When Words Are Few

I’ve probably tried to start this entry a dozen times- different titles, changing words, multiple feelings, lost thoughts and a clear avoidance of sitting… being… pondering. I have found this space very hard to enter lately. The journal space. The feeling space. The pause and reflect space. It’s been a lot. It’s been too much at times and not enough. In this space I’ve also realized it’s been a bit of time that has passed. My excuse is I’m not good at this consistency thing, my inner knowledge is I don’t want to pause because when I do my feelings are big and my thoughts are often difficult and unpleasant.

I had so much hope to write during the Lenten season. I had many thoughts, feelings and reflections during that time. Again, started to write something and the pause became too great. I entered therapy again because my anger and my depression became too great. Over the course of several months I’ve awakened to a reality in which I have been unwilling to admit my cancer diagnosis to myself or out loud because I felt it wasn’t great enough and I minimize it almost into non existence. Being able to claim that and sit with the fear and anger has begun some healing. When I went back to work my first few patients were a pregnant, and new mother, both with hormone breast cancer that literally killed them within months due to its aggression. One barely had time to digest her diagnosis, give birth to her second child, hold her baby and toddler and say goodbye. It felt like one breath. The other was able to spend some months with her baby and small children before breathing her last after metastasis.

My anger is in the infinite question and statement of Why?! I was taken back 13 years ago to a patient who became a dear friend. She was diagnosed with Stage 3C ovarian cancer that quickly advanced to Stage 4 in her early thirties. I helped care for, and work with, her two small daughters around understanding their mom’s diagnosis and ultimately her untimely death. I was still single and childless and prayed that God would give me her cancer so she could live and experience all the things mothers were to experience with their daughters in life. I had truly felt the unfairness in those moments. I wanted to take her place. Within a few weeks, I sat by her bedside helping her and her children say goodbye. The unfairness and despair in those moments I’ve experienced on many occasion since. Most recent my dear friend who died of osteosarcoma, leaving behind her young sons and husband. Being with and helping her leave her legacy was such sacred time.

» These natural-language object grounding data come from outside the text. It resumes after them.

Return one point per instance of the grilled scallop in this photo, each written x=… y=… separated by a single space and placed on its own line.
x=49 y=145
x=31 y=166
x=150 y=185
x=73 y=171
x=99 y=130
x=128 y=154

And here I am. Cancer free in a matter of months of finding it and completely my reconstruction surgery only to go on and live my life. This is why my words are few. At times I feel so deeply and greatly and at other times nothing, at least nothing I can name in the moment. That’s why I write this now, because I have so much that wants to come out I feel and at least writing it down will help me sort it out and help with my processing. It is what it is right now and maybe more sorting will bring more peace. When words are few, feeling and thoughts are big and in abundance. One may not have words, but know there are likely big things inside that just need time. Sometimes we just need to BE. Being is my season right now. It’s hard. It’s full. It’s uncomfortable and I don’t need to name it or overthink it.